District Attorney Jordan had reportedly never tried a criminal case before taking office. His homicide unit was struggling to get a handle on the murder problem as its staff left in droves for better-paying work.
Signs along the avenues posted by a pastor read:
THOU
SHALT
NOT
KILL
It frustrated the chief prosecutor in the Memorial case, Michael Morales, to think about how much effort and attention were going into prosecuting the doctor and nurses from Memorial when so many violent criminals were menacing the public.
ON A FOGGY day in late December, Anna Pou hit traffic on her way to a hospital in New Orleans. She called Brenda O’Bryant. “I don’t know if I’ll get there before they take him to surgery.”
James O’Bryant had another major operation planned for his facial
cancer. It was nearly six months after Pou’s arrest, and there appeared to be no movement on her case, but Pou had not ventured back to practicing medicine and performing surgery. Her days were occupied instead with teaching and administrative duties in Baton Rouge, part of helping revamp the Louisiana State University training program for head and neck surgery now that the major teaching hospitals in New Orleans were closed.
Pou reached the hospital and raced to where she thought the O’Bryants would be waiting. She rounded a corner to see James on a transport gurney being wheeled down the hallway toward the operating room. “She’s here!” he shouted, and sat up to greet her. She hugged him.
“I’m going to be right here when you come out,” she said. She sat in the waiting room with Brenda and the family. Hours later, they rejoiced when James made it through all right.
This couple whose problems were so much greater than her own treated Pou with awe, gratitude, and reverence. They didn’t seem to mind that Pou had never told them what happened at Memorial. “My lawyer won’t let me get into conversations about this, but I can tell you this,” Pou had said to them: “I loved all my patients. I would never do anything to hurt any one of them.”
The O’Bryants believed her and not the allegations. The attorney general had punished them, too, by taking away the doctor they trusted in their hour of need. Brenda O’Bryant—a bright, well-spoken woman convinced that she was neither—told coworkers at the lace factory where she worked that she would not believe that Pou had killed her patients even if Pou herself confessed she had done it; she knew Pou as a Christian who looked to God for guidance, and someone like that did not take other people’s lives.

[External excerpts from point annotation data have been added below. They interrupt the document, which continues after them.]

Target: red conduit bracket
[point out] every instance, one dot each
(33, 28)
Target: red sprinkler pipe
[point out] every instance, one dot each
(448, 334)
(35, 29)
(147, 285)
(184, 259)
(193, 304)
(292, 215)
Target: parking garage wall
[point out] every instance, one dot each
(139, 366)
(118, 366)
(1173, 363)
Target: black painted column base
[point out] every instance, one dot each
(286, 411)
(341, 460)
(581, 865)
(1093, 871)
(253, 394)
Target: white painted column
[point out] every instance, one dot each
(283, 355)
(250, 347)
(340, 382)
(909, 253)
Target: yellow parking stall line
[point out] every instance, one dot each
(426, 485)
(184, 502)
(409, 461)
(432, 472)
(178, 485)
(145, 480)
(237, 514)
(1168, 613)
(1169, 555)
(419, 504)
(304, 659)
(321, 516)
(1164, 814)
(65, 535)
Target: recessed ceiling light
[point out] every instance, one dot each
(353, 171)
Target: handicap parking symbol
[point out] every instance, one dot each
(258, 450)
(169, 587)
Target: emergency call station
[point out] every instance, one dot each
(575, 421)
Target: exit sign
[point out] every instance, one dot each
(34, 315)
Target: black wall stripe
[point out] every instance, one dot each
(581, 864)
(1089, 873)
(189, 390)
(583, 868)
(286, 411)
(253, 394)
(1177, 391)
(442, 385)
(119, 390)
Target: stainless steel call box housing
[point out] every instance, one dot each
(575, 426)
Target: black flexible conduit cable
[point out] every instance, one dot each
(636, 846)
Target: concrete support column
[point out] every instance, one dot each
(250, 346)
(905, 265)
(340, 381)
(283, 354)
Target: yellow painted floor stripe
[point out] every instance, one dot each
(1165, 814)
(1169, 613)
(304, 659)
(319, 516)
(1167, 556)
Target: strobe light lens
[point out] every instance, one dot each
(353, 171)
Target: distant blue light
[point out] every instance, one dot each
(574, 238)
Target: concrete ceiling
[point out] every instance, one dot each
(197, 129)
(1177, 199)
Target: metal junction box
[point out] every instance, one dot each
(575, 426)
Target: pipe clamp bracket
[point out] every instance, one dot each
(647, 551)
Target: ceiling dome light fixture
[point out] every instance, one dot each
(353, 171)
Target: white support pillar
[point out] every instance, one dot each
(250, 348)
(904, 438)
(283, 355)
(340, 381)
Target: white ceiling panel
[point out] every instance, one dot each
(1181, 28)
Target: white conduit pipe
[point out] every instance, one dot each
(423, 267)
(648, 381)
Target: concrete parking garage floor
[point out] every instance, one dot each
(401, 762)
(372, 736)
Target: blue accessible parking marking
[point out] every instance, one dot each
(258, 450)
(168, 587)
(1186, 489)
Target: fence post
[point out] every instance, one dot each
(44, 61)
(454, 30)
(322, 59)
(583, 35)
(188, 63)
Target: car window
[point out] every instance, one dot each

If being arrested like a criminal had completely ripped Pou’s heart out, the O’Bryants and her other friends, coworkers, and family members were helping to restore it.
Pou needed support in this winter of uncertainty. Not knowing what would happen was, she would later tell reporter Julie Scelfo, “the most effective form of torture.” The first days of 2007 brought a new drama. A “spoiler blog” predicted that an upcoming episode of the popular television series
Boston Legal
would feature a doctor accused of killing patients after Hurricane Katrina in New Orleans. Pou was about to be tried by a jury of television writers.